House Committee Talks Cybersecurity

March 15, 2017

Last week, the House Committee on Small Business held a hearing on cybersecurity and how issues surrounding data and financial security impact small business. The hearing explored how the federal government can ensure that small businesses have the tools they need to protect themselves from cyber threats—and not simply MORE tools, but better coordination of those tools and resources.

In his comments during the hearing, Chairman Steve Chabot (R-Ohio) stated, “A cyber-attack can have serious consequences, not only for small businesses, but also their customers, employees, and business partners. Sixty percent of small businesses that fall victim to a cyber-attack close up shop within six months. A 2014 survey from the National Small Business Association estimated the average cost of a cyber-attack on a small business to be over $32,000.”

NSBA asked a number of cybersecurity-related questions in its 2015 Year-End Economic Report, which found that 42 percent of small businesses report they have been the victim of a cyber-attack. Those attacks take a significant amount of time to resolve: 42 percent of small-business owners said it took them more than three days to resolve the issue.

The hearing featured experts from the National Institute of Standards and Technology (NIST), the Federal Trade Commission and America’s Small Business Development Centers, all of whom expressed the growing complexity of protecting online systems and the unique challenges small business face in doing so.

Improving cybersecurity and financial protection was voted one of NSBA’s priority issues for the 115th Congress. Small businesses need pragmatic, streamlined guidelines and protocols to ensure the protection of online data and financials without unnecessary compliance burdens.

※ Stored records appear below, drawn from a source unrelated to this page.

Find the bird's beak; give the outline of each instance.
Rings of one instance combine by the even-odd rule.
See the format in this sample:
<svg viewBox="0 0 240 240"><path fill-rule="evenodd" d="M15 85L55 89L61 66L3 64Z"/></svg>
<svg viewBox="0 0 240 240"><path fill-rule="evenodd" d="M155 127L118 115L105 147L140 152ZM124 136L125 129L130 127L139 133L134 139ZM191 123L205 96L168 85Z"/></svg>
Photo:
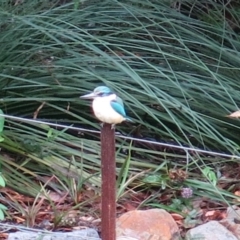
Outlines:
<svg viewBox="0 0 240 240"><path fill-rule="evenodd" d="M96 96L93 92L89 93L89 94L85 94L83 96L80 96L80 98L83 98L83 99L94 99Z"/></svg>

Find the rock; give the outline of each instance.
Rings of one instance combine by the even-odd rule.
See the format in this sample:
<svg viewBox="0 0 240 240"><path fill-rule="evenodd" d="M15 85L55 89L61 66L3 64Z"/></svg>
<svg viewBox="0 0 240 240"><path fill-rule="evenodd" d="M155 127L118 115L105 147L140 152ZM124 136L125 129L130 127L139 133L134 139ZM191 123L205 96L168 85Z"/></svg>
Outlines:
<svg viewBox="0 0 240 240"><path fill-rule="evenodd" d="M178 240L179 229L172 216L163 209L134 210L117 219L117 239Z"/></svg>
<svg viewBox="0 0 240 240"><path fill-rule="evenodd" d="M72 232L15 232L9 233L8 240L100 240L94 229L84 229Z"/></svg>
<svg viewBox="0 0 240 240"><path fill-rule="evenodd" d="M210 221L192 228L186 234L186 240L237 240L237 238L217 221Z"/></svg>
<svg viewBox="0 0 240 240"><path fill-rule="evenodd" d="M237 206L228 207L227 216L220 223L240 239L240 209Z"/></svg>

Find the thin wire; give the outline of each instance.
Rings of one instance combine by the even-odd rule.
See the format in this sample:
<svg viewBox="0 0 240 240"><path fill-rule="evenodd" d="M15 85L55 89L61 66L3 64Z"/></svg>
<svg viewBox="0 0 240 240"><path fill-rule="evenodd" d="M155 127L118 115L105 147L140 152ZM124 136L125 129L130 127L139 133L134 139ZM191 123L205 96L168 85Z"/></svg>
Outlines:
<svg viewBox="0 0 240 240"><path fill-rule="evenodd" d="M91 130L91 129L86 129L86 128L67 126L67 125L64 125L64 124L39 121L39 120L29 119L29 118L21 118L21 117L11 116L11 115L7 115L7 114L0 114L0 117L14 119L14 120L18 120L18 121L21 121L21 122L47 124L49 126L54 126L54 127L60 127L60 128L65 128L65 129L77 130L77 131L81 131L81 132L90 132L90 133L100 134L100 131L98 131L98 130ZM180 150L184 150L184 151L187 151L187 152L188 151L194 151L194 152L197 152L197 153L204 153L204 154L215 155L215 156L220 156L220 157L240 159L240 156L238 156L238 155L218 153L218 152L203 150L203 149L194 148L194 147L185 147L185 146L179 146L179 145L170 144L170 143L163 143L163 142L151 141L151 140L142 139L142 138L129 137L129 136L124 136L119 132L116 133L116 137L124 138L124 139L128 139L128 140L133 140L133 141L138 141L138 142L143 142L143 143L150 143L150 144L154 144L154 145L158 145L158 146L162 146L162 147L180 149Z"/></svg>

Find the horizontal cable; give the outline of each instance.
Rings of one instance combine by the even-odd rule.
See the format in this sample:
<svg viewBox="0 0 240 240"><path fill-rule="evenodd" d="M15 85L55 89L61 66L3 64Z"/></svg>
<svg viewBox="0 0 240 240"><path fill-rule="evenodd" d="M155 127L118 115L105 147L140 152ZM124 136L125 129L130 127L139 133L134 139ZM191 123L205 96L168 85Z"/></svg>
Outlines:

The key cybersecurity policy implications NSBA is supporting include:

  • Legislation should provide clear, simple steps for companies to follow when their data is breached and must balance the need for greater information sharing with privacy rights;
  • Any private-public partnership or advisory board must include representatives of small business; and
  • Consumer banking protections must be extended to the banking accounts held by America’s smallest firms.

NSBA urges Congress to move forward on establishing streamlined guidelines and protocols to ensure the protection and security of our online data and financials, but cautions against a knee-jerk reaction that would unfairly place a disproportionate burden on America’s smallest firms.